Is the cold wave in north India causing heart attacks? The science explained

A killer cold wave has gripped parts of north India. The India Meteorological Department (IMD) has issued a red and yellow alert in several parts such as Uttar Pradesh, Punjab, Haryana, Chandigarh, Rajasthan, and Uttarakhand. The National Capital region have been witnessing some of the coldest days in history over the past week as a blanket of fog engulfed the Indo-Gangetic Plain, blocking out the warming sun and keeping daytime temperatures close to nail-biting levels.

As per a weather expert, parts of north India are likely to witness a temperature of -4 degrees Celsius and a maximum of 2 degrees Celsius. The cold wave conditions have also resulted in deaths. At least 98 people reportedly died in Uttar Pradesh’s Kanpur because of heart and brain strokes in a week, reported news agency IANS.
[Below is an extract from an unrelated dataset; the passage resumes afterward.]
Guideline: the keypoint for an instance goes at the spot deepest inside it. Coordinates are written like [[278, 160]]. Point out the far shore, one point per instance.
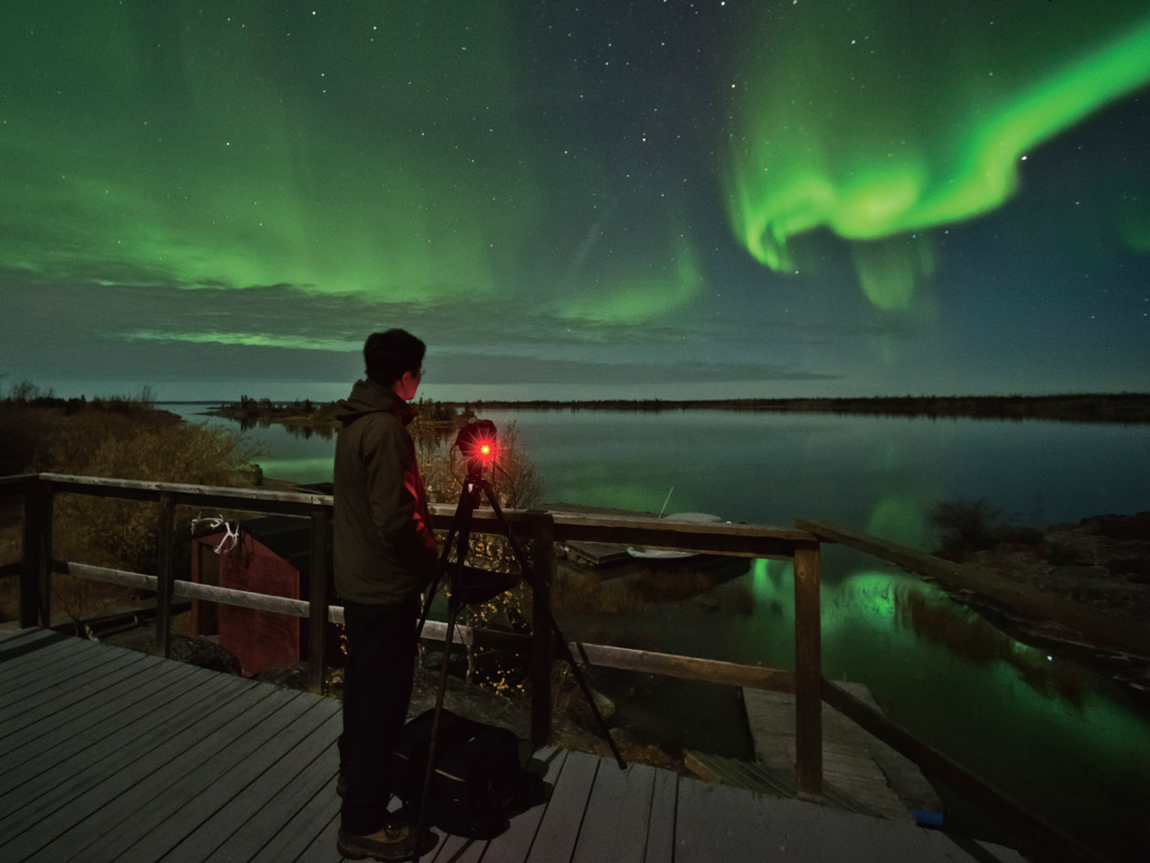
[[1126, 407]]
An increase in blood pressure in the cold and blood clotting can be fatal for the heart and the brain. “The cold causes the blood vessels to contract, also known as vasoconstriction and it leads to high blood pressure. Heart attacks occur due to blood clot formation in coronary arteries. The fibrinogen levels in our body increase up to 23 per cent during winters. The platelet count increases as well, which causes the blood to form clots and lead to a heart attack,” Dr Manoj Kumar, a senior cardiologist from the Max Hospital, New Delhi, told ANI.

Hypothermia is caused by prolonged exposure to very cold temperatures as the human body begins to lose heat at a faster pace than it is produced, according to the US Centers for Diseases Control (CDC). When the human body’s internal temperature drops to below 35 degrees Celsius, it will experience the symptoms of mild hypothermia. In case of severe hypothermia (below 28 degrees Celsius), the body may be unconscious and may not seem to have a pulse or be breathing. It will be dangerously close to death.

In the state of moderate hypothermia (32 to 28 degrees Celsius), the body experiences confusion, agitation, lethargy, and sometimes even hallucinations. From 35 degrees Celsius to 32 degrees Celsius, the human body might suffer from impaired judgement, amnesia, and hyperemia (when the blood flow changes to different parts of our body).

Medical News Today explains hyperemia occurs when “excess blood builds up inside the vascular system, which is the system of blood vessels in the body.” The blood flows from the extremities to the core and vital organs to keep them warm and in a state of homeostasis. Because of this, the liver, heart, lungs, and spleen get more circulation, while fingers, toes, nose, and earlobes receive less blood circulation, making them colder.

To stay warm, the human body shivers and undergoes vasoconstriction, meaning the blood vessels contract and increase blood pressure and circulation. This can also lead to hypertension in several individuals. Exposure to cold temperatures for a longer period can use up the body’s stored energy, leading to lower body temperature. This can also affect the human brain, “making the victim unable to think clearly or move well,” or experience trouble in speaking.

When the external temperature falls, the human body generates heat to compensate for the difference. While if the external temperature rises, the body releases the heat by sweating to cool itself. This is called thermoregulation. This is why the human body sweats in the heat and does not in the cold.

Notably, human bodies are remarkably capable of surviving temperature changes, however, the body cannot fight biology and nature. The human body can only warm or cool itself to a certain extent.  When the defence mechanisms begin to suffer, there can be some concerning effects, as per CDC.

Several health issues like bone, joint, and muscle pain, cough and cold, respiratory diseases such as bronchitis, skin problems can arise when a human body is exposed to lengthy cold conditions. Frostbite can permanently damage the body, and severe cases can lead to amputation (removing the affected body part).

According to CDC, when it is very cold outside, stay indoors. Wear several layers of loose-fitting clothing and cover yourself in blankets. Taking Vitamin D supplements is recommended as a deficiency can lead to a heart attack. Avoid a morning walk before sunrise. Ensure your head is covered well, advises Dr Kumar.